16 Ekim 2010 Cumartesi

Plansız İtalya Avusturya -Bölüm 5-

Haftasonu Venedik üzerinden Milano’ya dönmeyi planlıyordum ve Graz Üniversitesi’nden bir grup (çoğunlukla Erasmus) öğrencinin Venedik’e günübirlik gezi yapacaklarını öğrendim. Ben de o kafileye katılıp otobüsle Venedik’e gittim. Turist rehberinden bahsediliyordu ama rehber otobüste birkaç yer anlattı ve bir harita verdi. Venedik’e vardığımızda bütün grup çil yavrusu gibi dağıldı. Yine tek başıma kalmıştım. Venedik’i ya ben kafamda çok büyütmüştüm ya da pazarlaması çok iyi yapılmış bir şehir. Bazen (tahminen gel gitlerde) sokakları bile sular altında kalan bir şehir. İyi ki turizm sezonunda gitmemişim çünkü bu zamanda bile akıl almaz bir kalabalık vardı. Hint ve Türk turistlerin çoğunlukta olduğunu düşünüyorum ya da algım özellikle onlara yönelmiş olabilir. Ayrıca Hintli bir grup film de çekiyordu. Hint film sektörü için büyük bütçeli bir yapım olmalı. Bilmeyenler için; Hint film sektörü yani Bollywood, küçük bütçeli örnek olarak tek bir kahvehanede gösterilen filmler gibi yapımlarla toplamda Hollywood bütçesini geçmektedir. Bu da bana PHP web sayfaları ile .NET sayfaların arasındaki ilişkiyi anımsatır. Konudan da böyle sapılır.

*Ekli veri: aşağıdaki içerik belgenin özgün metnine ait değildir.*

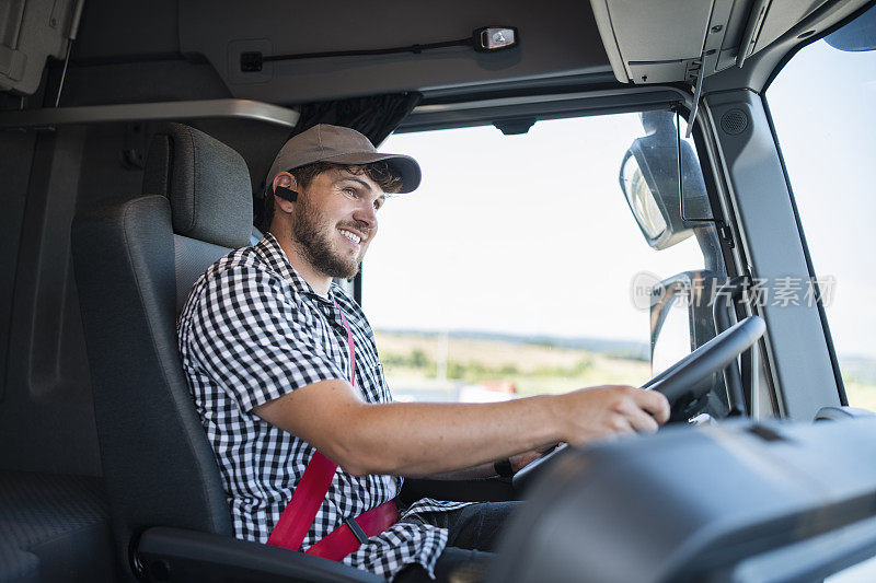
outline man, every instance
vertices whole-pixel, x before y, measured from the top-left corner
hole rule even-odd
[[[309,464],[322,464],[319,510],[293,548],[314,552],[354,533],[364,543],[345,548],[344,562],[396,581],[446,579],[489,560],[511,503],[424,499],[364,534],[369,511],[391,508],[396,520],[401,477],[488,477],[509,465],[496,460],[516,470],[557,442],[653,432],[667,420],[661,395],[623,386],[495,404],[392,403],[368,320],[332,279],[356,275],[385,193],[414,190],[419,166],[321,125],[284,145],[266,184],[268,234],[210,267],[178,325],[237,536],[285,536],[286,521],[307,514],[298,505],[307,494],[297,494],[313,490],[306,469],[316,475]],[[284,513],[287,504],[295,510]]]

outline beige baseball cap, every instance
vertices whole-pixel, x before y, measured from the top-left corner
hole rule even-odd
[[[280,172],[314,162],[370,164],[380,161],[387,162],[402,177],[400,193],[411,193],[419,186],[419,164],[413,158],[378,152],[371,141],[355,129],[320,124],[295,136],[280,148],[265,184],[270,185]]]

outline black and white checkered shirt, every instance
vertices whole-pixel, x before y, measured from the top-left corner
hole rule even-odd
[[[198,279],[177,325],[188,384],[228,492],[239,538],[265,543],[315,450],[253,413],[296,388],[348,380],[347,333],[356,345],[356,388],[368,403],[392,400],[373,333],[336,284],[322,298],[299,276],[272,234],[234,250]],[[392,500],[402,478],[357,478],[338,468],[302,549]],[[465,505],[423,499],[397,524],[371,537],[344,562],[391,579],[407,563],[433,573],[447,530],[405,518]]]

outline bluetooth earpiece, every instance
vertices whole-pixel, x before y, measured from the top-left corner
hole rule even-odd
[[[286,179],[288,178],[288,180]],[[289,186],[283,186],[279,183],[285,182],[289,186],[298,186],[296,183],[295,176],[289,174],[288,172],[281,172],[274,178],[274,194],[280,197],[284,200],[288,200],[289,202],[295,202],[298,200],[298,190],[292,190]]]
[[[289,202],[295,202],[298,200],[298,191],[292,190],[291,188],[287,188],[285,186],[278,186],[274,189],[274,194],[278,197],[288,200]]]

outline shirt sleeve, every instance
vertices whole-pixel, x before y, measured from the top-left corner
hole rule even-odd
[[[219,273],[192,316],[182,342],[198,372],[243,411],[320,381],[346,378],[313,340],[312,324],[276,276],[253,268]]]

Şimdiye kadar milyonlarca kez gördüğünüz Venedik fotoğraflarından başka diyecek bir sözüm yok. Kanallar, helikopter kiralamaktan pahalı gondollar, yapışkan seyyar satıcılarıyla sulak şehir. Yankesicilere de dikkat etmek lazım. Kilise girişinde çantamı emanete bırakmamı söylediler. Emanet şaşırtıcı şekilde ücretsiz olmasına rağmen pek güvenim olmadığı için hızla gezip çantamı geri aldım. Her şeyin ücretli ve pahalı olduğu bir şehir notunu ekleyelim çünkü mesela bir kiliseye girdiniz, kilise içindeki ayrı bölümler için de ayrı ücretler isteyebiliyorlar. Son olarak, tur şirketinin tavsiye ettiği Gülen Kedi restoranının da antik zamanlardan beri kapalı gibi duran hali gözümün önünden gitmiyor. Tur şirketini müşteri memnuniyetsizliği adına yaptığı son hamleydi.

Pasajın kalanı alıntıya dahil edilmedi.